KR(A) = KillRatio(A) = HitRatio(A) * DamRatio(A)

KR(A) = HR(A) * [9 HR(A)^2 + 6 HR(A) + 1] / [9 + 6 HR(A) + HR(A)^2]
= [9 HR(A)^3 + 6 HR(A)^2 + HR(A)] / [9 + 6 HR(A) + HR(A)^2]

Note that the top has an exponent of HR^3, and the bottom an exponent of HR^2 -- so as (A/B) gets large, the expected kill rate converges to about 9 * (A/B).

Plugging in 60 for the modern armor, and 2 for the warrior, we get:
60/2 * 9 = 270
pretty close to the "real" rate of 225 and the single-test observed rate of 150ish. :)

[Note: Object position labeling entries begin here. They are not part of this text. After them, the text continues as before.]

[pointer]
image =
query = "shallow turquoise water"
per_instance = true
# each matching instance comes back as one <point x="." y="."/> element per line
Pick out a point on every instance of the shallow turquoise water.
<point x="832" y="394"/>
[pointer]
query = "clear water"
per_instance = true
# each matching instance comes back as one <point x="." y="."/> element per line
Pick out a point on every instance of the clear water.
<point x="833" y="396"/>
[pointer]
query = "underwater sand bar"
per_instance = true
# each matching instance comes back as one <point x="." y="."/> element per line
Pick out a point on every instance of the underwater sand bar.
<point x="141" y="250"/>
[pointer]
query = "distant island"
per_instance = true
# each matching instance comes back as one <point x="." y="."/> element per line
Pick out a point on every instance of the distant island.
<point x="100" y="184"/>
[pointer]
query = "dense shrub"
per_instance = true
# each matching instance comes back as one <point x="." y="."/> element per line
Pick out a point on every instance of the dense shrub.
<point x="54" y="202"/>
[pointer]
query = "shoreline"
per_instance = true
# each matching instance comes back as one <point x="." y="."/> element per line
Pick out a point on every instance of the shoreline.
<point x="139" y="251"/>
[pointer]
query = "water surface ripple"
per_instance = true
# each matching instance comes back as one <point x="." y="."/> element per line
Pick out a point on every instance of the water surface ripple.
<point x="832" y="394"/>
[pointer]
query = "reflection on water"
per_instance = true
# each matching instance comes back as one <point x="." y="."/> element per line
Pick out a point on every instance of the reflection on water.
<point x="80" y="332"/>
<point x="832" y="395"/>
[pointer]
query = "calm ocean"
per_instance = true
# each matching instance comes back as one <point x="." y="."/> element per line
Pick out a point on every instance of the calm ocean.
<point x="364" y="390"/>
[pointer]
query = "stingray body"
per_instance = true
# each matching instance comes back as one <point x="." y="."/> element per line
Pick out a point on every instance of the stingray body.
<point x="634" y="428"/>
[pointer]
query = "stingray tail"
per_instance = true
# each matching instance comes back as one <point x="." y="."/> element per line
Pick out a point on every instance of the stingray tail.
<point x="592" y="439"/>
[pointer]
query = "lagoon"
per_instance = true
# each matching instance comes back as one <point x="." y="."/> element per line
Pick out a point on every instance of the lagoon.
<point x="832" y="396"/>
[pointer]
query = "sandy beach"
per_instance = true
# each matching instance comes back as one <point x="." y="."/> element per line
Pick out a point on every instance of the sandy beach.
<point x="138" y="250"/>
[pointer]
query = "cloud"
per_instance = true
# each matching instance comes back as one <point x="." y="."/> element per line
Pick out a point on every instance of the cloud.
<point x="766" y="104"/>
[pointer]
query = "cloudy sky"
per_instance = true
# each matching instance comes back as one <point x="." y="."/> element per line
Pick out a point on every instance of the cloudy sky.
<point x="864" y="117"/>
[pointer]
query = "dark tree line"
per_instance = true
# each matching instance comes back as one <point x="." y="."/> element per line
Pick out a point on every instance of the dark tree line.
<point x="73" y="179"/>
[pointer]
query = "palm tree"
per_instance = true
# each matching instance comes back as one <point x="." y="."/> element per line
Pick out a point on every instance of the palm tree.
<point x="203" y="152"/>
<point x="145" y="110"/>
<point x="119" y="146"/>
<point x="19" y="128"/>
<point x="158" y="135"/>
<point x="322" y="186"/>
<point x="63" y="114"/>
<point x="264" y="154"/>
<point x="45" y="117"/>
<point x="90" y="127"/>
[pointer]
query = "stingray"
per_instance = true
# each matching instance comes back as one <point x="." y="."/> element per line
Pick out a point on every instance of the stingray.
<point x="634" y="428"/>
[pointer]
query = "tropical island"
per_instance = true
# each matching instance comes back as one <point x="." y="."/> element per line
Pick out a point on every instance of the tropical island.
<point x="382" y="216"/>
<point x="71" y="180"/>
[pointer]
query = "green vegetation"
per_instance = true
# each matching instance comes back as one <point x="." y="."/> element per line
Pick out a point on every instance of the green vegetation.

Backing up, that ratio (9) actually comes from the damage ratio of the two units. At infinity, the attacker does 60 and the defender does 6. Practically, that is 2 shots to kill (ie, effectively 50) on one hand, and as low as 7 damage defending: a real ratio of 7 times A/B instead of 9.

At smaller values, that ratio of 7 times the ratio won't hold.

The damage ratio at certain points:
25% stronger: 1.25 x ratio
50% stronger: 1.5 x ratio
75% stronger: 1.73 x ratio
2x stronger: 2.0 x ratio
3x stronger: 2.8 x ratio
5x stronger: 4.0 x ratio
8x stronger: 5.2 x ratio
10x stronger: 5.7 x ratio
15x stronger: 6.5 x ratio
20x stronger: 7.0 x ratio
30x stronger: 7.5 x ratio

Neat -- up to 3x stronger, the kill ratio of a unit is about strength ratio squared.

Beyond that, it starts to fall off. (Strength-3)/3 + 3 is a decent approximation, until you hit 7 times stronger.

So, a quick approximation:
1x to 3x stronger: strength ratio squared
3x to 12x stronger: strength * (2 + strength/3)
12x and above stronger: strength ratio * 7

...

In short, if your are attacking a unit with strength 12 with strength 6 units, you can expect to have to burn 4 attacking units per defender kill. There is of course some variance in that, and it doesn't take into account first strike effects.

If you are attacking strength 12 units damaged down to 50% by catapults with strength 6 units, you still need 2 attacking units per defending kill (I think...)
 
Something I forgot to mention. When the MA killed warrior #30, a Great General emerged, as did another when warrior #90 died. So although the defender died in the end, the experience gained from his successive wins was not wholly wasted. And if #154 hadn't killed him. he'd have emerged battered but with another 153 XPs to his score and a slew of promotions to come.
Now why, in my last game, did I get my first GG at 30 points whilst the second needed 75, not 60, and the third came at 120 ? I've also had 30, 60, 90, then 135 etc. All these were playing as Roosevelt, normal speed, 2 continents, monarch level: why the differences ??